Expert Systems Using the Rete Algorithm

For decades, rule-based expert systems stood at the forefront of Artificial Intelligence. While deep learning models excel at recognition, perception, and approximate reasoning, rule-based systems remain the gold standard for applications requiring deterministic reasoning, absolute compliance, explicit logic, and high interpretability.

At the heart of the most powerful forward-chaining expert systems is the Rete Algorithm, designed by Charles Forgy in 1974. Rete solves a fundamental scaling challenge: in a naive production system, evaluating $R$ rules against $W$ working memory elements requires $O(R \times W)$ checks on every cycle. As working memory or the rule base grows, performance collapses. Rete achieves high efficiency by compiling rules into a dataflow network that evaluates conditions incrementally, trading computer memory (to cache partial matches) for execution speed.

This chapter walks through a modern, lightweight, and idiomatic Python implementation of the Rete algorithm. We will discuss its design, examine some of the trickiest details in Rete implementation, and analyze six complete, real-world case studies to offer practical advice on designing production-grade expert systems.

All code for this chapter is located in the source-code/rete-algorithm directory.


1. Rete Engine Architecture & Design

Our implementation compiles declarative rules into a unified dataflow graph containing two main sections: the Alpha Network and the Beta Network.

The Working Memory (WM)

Working memory stores active assertions, represented as Working Memory Elements (WMEs). In source-code/rete-algorithm/rete/facts.py, user facts are defined as frozen Python @dataclass objects inheriting from Fact. This gives us hashability and immutability out of the box.

When a fact is asserted, the WorkingMemory wraps it in a WME container with a unique, monotonically increasing id and a timestamp indicating its recency.

The Alpha Network (Intra-Fact Filtering)

The Alpha Network performs single-fact filtering (e.g., checking if a patient’s temperature is greater than 38.5).

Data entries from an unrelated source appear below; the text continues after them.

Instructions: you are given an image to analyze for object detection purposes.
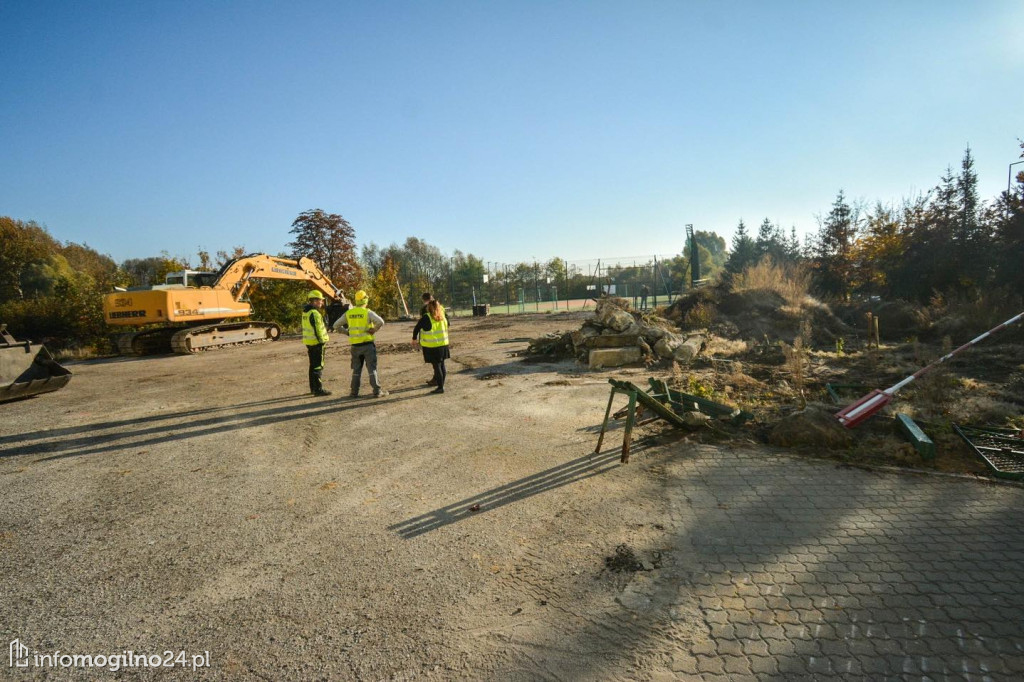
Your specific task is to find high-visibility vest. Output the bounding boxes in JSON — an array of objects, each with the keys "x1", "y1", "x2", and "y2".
[
  {"x1": 302, "y1": 308, "x2": 331, "y2": 346},
  {"x1": 345, "y1": 305, "x2": 374, "y2": 346},
  {"x1": 420, "y1": 309, "x2": 447, "y2": 348}
]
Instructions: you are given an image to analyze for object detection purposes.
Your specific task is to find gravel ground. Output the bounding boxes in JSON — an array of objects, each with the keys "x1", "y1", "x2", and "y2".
[
  {"x1": 0, "y1": 313, "x2": 688, "y2": 680},
  {"x1": 0, "y1": 313, "x2": 1024, "y2": 682}
]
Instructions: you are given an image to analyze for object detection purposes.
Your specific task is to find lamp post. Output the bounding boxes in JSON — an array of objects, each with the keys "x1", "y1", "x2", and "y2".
[{"x1": 1007, "y1": 161, "x2": 1024, "y2": 219}]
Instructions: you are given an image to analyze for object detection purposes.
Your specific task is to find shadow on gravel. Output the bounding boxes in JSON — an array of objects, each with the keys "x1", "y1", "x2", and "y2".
[
  {"x1": 388, "y1": 447, "x2": 659, "y2": 540},
  {"x1": 0, "y1": 393, "x2": 309, "y2": 446},
  {"x1": 0, "y1": 389, "x2": 429, "y2": 462}
]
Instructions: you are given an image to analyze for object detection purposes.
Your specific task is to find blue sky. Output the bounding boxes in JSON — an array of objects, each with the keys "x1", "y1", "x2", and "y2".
[{"x1": 0, "y1": 0, "x2": 1024, "y2": 262}]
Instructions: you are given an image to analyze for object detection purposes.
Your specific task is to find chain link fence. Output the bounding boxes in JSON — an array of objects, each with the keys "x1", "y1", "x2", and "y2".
[{"x1": 442, "y1": 255, "x2": 688, "y2": 314}]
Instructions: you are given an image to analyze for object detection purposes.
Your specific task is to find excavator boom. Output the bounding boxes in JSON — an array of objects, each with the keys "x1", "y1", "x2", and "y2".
[{"x1": 103, "y1": 254, "x2": 345, "y2": 354}]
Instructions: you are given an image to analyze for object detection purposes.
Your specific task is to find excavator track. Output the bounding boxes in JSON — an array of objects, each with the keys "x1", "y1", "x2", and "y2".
[
  {"x1": 116, "y1": 327, "x2": 178, "y2": 355},
  {"x1": 171, "y1": 322, "x2": 281, "y2": 354}
]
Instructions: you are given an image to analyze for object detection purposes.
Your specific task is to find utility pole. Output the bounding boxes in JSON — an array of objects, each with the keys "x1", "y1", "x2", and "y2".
[{"x1": 1007, "y1": 161, "x2": 1024, "y2": 220}]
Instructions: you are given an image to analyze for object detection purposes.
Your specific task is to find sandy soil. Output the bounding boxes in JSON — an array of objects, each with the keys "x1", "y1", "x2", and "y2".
[{"x1": 0, "y1": 313, "x2": 698, "y2": 680}]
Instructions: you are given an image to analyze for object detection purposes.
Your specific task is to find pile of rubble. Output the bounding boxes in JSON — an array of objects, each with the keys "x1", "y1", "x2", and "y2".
[{"x1": 526, "y1": 298, "x2": 706, "y2": 368}]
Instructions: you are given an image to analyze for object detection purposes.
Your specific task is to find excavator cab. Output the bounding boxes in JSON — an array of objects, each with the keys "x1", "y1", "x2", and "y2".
[{"x1": 0, "y1": 325, "x2": 71, "y2": 402}]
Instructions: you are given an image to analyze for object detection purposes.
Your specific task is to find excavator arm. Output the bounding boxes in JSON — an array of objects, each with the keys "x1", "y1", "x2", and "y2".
[
  {"x1": 213, "y1": 254, "x2": 348, "y2": 303},
  {"x1": 103, "y1": 253, "x2": 348, "y2": 354}
]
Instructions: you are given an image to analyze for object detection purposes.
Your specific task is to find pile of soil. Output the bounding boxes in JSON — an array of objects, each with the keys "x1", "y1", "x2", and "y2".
[{"x1": 525, "y1": 297, "x2": 706, "y2": 365}]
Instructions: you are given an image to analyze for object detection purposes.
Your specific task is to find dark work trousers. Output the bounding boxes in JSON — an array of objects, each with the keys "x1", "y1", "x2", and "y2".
[
  {"x1": 351, "y1": 341, "x2": 381, "y2": 395},
  {"x1": 306, "y1": 343, "x2": 327, "y2": 393},
  {"x1": 430, "y1": 359, "x2": 447, "y2": 388}
]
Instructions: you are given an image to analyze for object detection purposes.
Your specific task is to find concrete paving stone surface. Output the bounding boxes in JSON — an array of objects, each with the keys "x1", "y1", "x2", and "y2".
[{"x1": 666, "y1": 446, "x2": 1024, "y2": 681}]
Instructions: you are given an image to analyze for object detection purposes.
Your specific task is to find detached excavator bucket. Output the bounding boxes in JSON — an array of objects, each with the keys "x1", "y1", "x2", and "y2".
[{"x1": 0, "y1": 325, "x2": 71, "y2": 402}]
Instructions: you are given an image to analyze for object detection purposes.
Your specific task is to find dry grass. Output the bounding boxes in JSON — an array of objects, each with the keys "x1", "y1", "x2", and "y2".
[{"x1": 732, "y1": 256, "x2": 811, "y2": 306}]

  • Type Dispatch: The root AlphaNetwork directs incoming WMEs directly to branches corresponding to their specific Python class type using an $O(1)$ type lookup dictionary.
  • Alpha Test Chains: A chain of AlphaTestNode gates filters the fact’s fields against constant criteria.
  • Node Sharing: If multiple rules check the exact same condition (e.g., temperature > 38.5), the network shares the corresponding alpha test nodes and routes them to a single shared AlphaMemory node, avoiding redundant checks.

The Beta Network (Inter-Fact Joining)

The Beta Network manages multi-fact relations, checking for variable consistency across different conditions (e.g., joining Patient(name=Var("n")) with Diagnosis(patient=Var("n")) where both must refer to the same patient name).

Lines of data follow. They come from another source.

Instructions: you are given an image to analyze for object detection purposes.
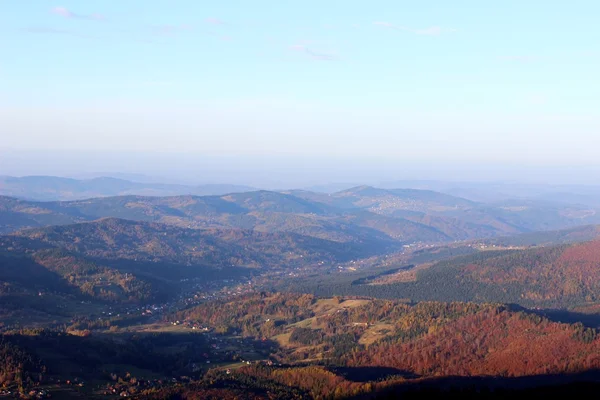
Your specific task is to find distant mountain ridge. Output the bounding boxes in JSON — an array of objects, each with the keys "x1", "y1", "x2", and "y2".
[
  {"x1": 0, "y1": 176, "x2": 256, "y2": 201},
  {"x1": 0, "y1": 186, "x2": 600, "y2": 244}
]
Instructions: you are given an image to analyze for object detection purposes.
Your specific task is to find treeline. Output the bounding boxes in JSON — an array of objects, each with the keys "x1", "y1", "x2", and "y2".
[{"x1": 274, "y1": 242, "x2": 600, "y2": 308}]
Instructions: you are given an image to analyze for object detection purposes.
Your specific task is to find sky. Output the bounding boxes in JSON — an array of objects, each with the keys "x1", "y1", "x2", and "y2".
[{"x1": 0, "y1": 0, "x2": 600, "y2": 183}]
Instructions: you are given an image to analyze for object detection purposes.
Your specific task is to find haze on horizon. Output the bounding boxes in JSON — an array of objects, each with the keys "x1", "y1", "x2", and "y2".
[{"x1": 0, "y1": 0, "x2": 600, "y2": 187}]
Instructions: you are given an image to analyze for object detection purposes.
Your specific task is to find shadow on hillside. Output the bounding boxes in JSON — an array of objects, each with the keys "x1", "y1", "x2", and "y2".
[
  {"x1": 329, "y1": 367, "x2": 419, "y2": 382},
  {"x1": 531, "y1": 309, "x2": 600, "y2": 328},
  {"x1": 507, "y1": 303, "x2": 600, "y2": 328},
  {"x1": 350, "y1": 370, "x2": 600, "y2": 400}
]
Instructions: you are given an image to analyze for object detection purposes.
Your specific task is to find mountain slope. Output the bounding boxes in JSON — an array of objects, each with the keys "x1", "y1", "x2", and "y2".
[
  {"x1": 0, "y1": 176, "x2": 254, "y2": 201},
  {"x1": 296, "y1": 240, "x2": 600, "y2": 308},
  {"x1": 8, "y1": 218, "x2": 381, "y2": 268}
]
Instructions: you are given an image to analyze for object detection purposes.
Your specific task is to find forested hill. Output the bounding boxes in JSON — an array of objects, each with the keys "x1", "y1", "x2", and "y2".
[
  {"x1": 7, "y1": 218, "x2": 383, "y2": 269},
  {"x1": 287, "y1": 240, "x2": 600, "y2": 308},
  {"x1": 0, "y1": 187, "x2": 600, "y2": 244}
]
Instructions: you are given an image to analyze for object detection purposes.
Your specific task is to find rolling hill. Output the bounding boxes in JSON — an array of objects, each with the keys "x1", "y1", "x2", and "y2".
[
  {"x1": 0, "y1": 186, "x2": 600, "y2": 250},
  {"x1": 294, "y1": 240, "x2": 600, "y2": 309},
  {"x1": 10, "y1": 218, "x2": 390, "y2": 269},
  {"x1": 0, "y1": 176, "x2": 255, "y2": 201}
]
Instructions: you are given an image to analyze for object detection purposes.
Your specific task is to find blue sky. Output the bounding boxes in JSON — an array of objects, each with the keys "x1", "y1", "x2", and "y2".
[{"x1": 0, "y1": 0, "x2": 600, "y2": 184}]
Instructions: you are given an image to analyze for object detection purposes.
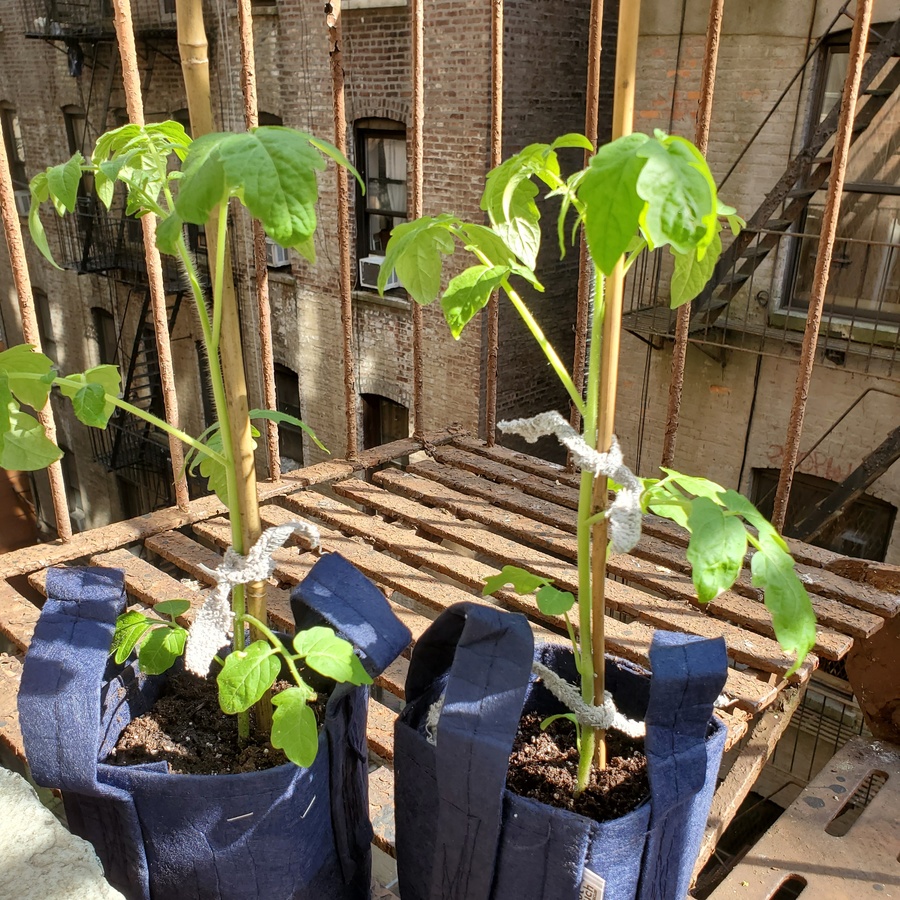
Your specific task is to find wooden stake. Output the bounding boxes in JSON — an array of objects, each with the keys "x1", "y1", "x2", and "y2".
[
  {"x1": 591, "y1": 0, "x2": 641, "y2": 768},
  {"x1": 175, "y1": 0, "x2": 272, "y2": 733}
]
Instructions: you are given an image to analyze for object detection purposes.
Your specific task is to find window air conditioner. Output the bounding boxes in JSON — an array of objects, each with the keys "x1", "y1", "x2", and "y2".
[
  {"x1": 266, "y1": 237, "x2": 291, "y2": 269},
  {"x1": 359, "y1": 255, "x2": 400, "y2": 291},
  {"x1": 15, "y1": 191, "x2": 31, "y2": 216}
]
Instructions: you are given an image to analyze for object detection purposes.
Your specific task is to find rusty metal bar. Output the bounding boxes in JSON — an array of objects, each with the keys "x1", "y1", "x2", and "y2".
[
  {"x1": 772, "y1": 0, "x2": 872, "y2": 531},
  {"x1": 325, "y1": 0, "x2": 359, "y2": 459},
  {"x1": 409, "y1": 0, "x2": 425, "y2": 439},
  {"x1": 238, "y1": 0, "x2": 281, "y2": 481},
  {"x1": 484, "y1": 0, "x2": 503, "y2": 447},
  {"x1": 114, "y1": 0, "x2": 190, "y2": 509},
  {"x1": 0, "y1": 123, "x2": 72, "y2": 541},
  {"x1": 661, "y1": 0, "x2": 725, "y2": 468},
  {"x1": 569, "y1": 0, "x2": 603, "y2": 442}
]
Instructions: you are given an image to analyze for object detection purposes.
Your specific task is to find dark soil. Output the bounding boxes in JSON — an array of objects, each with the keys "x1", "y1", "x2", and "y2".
[
  {"x1": 106, "y1": 673, "x2": 324, "y2": 775},
  {"x1": 506, "y1": 714, "x2": 650, "y2": 822}
]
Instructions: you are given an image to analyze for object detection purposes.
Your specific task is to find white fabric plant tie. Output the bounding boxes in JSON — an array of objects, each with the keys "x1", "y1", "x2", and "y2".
[
  {"x1": 531, "y1": 661, "x2": 647, "y2": 738},
  {"x1": 497, "y1": 410, "x2": 642, "y2": 553},
  {"x1": 184, "y1": 522, "x2": 319, "y2": 675}
]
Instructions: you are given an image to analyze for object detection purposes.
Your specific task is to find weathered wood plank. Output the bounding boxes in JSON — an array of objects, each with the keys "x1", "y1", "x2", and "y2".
[{"x1": 344, "y1": 473, "x2": 852, "y2": 659}]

  • Tokens: A Token represents a partial match flowing down the beta network. It is structured as a linked list chain pointing to a parent token and a matched WME, allowing memory-efficient prefix sharing.
  • Join Nodes: JoinNode instances cross-reference incoming tokens from their left input (Beta Memory) with WMEs from their right input (Alpha Memory) to verify variable bindings.
  • Negative Nodes: NegativeNode instances implement Negated Condition Elements (NCEs), allowing rules to match only in the absence of matching facts.
  • Production Nodes: Terminal ProductionNode instances represent fully matched rules. When a token propagates here, it constructs a rule Instantiation and adds it to the conflict set.

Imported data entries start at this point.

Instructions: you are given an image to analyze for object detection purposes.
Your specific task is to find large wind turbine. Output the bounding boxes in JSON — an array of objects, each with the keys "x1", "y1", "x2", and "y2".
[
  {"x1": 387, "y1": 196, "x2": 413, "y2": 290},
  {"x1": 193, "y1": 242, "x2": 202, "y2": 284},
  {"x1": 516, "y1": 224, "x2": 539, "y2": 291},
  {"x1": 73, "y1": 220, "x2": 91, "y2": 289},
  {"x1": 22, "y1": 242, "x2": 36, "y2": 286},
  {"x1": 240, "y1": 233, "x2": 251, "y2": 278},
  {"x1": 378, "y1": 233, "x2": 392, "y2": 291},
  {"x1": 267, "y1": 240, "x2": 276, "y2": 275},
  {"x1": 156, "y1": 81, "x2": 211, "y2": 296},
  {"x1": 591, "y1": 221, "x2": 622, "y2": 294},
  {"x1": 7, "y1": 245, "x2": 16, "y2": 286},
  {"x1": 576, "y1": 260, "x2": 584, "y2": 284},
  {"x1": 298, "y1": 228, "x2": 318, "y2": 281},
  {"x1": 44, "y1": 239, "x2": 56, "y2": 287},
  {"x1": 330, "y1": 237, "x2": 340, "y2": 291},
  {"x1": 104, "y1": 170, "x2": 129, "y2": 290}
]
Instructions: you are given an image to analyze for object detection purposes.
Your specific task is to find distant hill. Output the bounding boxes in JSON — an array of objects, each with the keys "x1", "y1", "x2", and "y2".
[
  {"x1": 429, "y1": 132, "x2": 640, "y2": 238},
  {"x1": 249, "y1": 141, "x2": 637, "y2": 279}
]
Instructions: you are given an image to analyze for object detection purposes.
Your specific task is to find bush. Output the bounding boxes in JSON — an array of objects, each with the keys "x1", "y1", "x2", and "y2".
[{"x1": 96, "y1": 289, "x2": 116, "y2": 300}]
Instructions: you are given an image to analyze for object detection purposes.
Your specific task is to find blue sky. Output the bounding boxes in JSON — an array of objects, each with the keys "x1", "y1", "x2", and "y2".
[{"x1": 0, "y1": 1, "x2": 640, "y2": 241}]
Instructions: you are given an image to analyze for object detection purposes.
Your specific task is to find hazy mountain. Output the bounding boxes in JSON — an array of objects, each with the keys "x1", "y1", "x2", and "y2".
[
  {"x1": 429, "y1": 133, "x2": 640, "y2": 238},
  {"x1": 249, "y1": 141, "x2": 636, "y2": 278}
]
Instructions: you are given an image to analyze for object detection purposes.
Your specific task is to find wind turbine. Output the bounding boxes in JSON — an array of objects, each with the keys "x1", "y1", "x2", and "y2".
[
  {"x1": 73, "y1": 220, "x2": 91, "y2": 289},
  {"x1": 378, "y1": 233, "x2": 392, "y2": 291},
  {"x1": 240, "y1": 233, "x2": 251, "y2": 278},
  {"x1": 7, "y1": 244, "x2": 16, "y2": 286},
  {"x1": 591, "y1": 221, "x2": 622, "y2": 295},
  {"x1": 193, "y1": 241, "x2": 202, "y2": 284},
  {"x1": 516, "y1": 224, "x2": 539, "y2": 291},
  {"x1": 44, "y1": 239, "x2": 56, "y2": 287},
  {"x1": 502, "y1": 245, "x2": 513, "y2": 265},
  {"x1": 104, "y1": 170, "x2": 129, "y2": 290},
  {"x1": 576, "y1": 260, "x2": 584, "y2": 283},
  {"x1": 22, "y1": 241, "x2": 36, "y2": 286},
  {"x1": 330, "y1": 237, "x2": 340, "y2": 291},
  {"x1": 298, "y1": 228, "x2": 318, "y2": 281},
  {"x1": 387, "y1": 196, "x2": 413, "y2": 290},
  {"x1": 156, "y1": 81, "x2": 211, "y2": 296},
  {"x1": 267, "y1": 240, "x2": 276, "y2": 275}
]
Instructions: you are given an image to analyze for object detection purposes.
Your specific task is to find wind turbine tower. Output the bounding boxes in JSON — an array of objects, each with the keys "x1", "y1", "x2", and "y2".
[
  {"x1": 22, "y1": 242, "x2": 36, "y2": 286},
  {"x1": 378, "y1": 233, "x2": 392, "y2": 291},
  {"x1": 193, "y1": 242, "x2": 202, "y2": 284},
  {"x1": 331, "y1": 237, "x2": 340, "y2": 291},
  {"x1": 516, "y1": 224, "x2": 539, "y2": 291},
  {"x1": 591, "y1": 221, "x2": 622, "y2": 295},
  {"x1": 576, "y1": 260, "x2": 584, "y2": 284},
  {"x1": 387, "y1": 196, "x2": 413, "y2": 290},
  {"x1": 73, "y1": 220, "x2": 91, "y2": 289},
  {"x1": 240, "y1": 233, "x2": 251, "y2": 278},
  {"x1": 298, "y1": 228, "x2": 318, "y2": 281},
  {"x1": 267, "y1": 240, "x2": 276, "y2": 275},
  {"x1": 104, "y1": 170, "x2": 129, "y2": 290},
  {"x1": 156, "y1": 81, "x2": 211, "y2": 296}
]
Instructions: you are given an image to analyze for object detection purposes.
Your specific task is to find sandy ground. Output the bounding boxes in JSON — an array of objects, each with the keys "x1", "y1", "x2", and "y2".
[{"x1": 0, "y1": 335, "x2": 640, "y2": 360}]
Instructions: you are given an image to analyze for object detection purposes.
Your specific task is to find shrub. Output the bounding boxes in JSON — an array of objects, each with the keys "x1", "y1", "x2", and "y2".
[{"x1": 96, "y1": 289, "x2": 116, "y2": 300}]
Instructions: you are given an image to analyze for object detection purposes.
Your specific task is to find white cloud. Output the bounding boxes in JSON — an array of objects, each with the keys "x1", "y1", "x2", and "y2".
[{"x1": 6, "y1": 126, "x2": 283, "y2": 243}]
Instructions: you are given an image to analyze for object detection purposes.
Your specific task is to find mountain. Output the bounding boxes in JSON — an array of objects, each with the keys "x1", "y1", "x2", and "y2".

Conflict Resolution & Recognizing Cycles

On each cycle, the ReteEngine selects one rule instantiation to fire from the conflict set. It resolves conflicts using:

  • Refraction: Ensures that a specific combination of facts fires a rule at most once, preventing infinite execution loops on stable data.
  • Salience: A developer-defined priority number (higher priority rules fire first).
  • Recency (LEX/MEA): Prefers instantiations matching the most recently asserted facts (highest timestamps) to focus reasoning on current events.

2. Implementing the Trickier Parts of Rete

Writing a Rete network reveals several subtle challenges. Below, we examine three of the most complex implementation details in our engine.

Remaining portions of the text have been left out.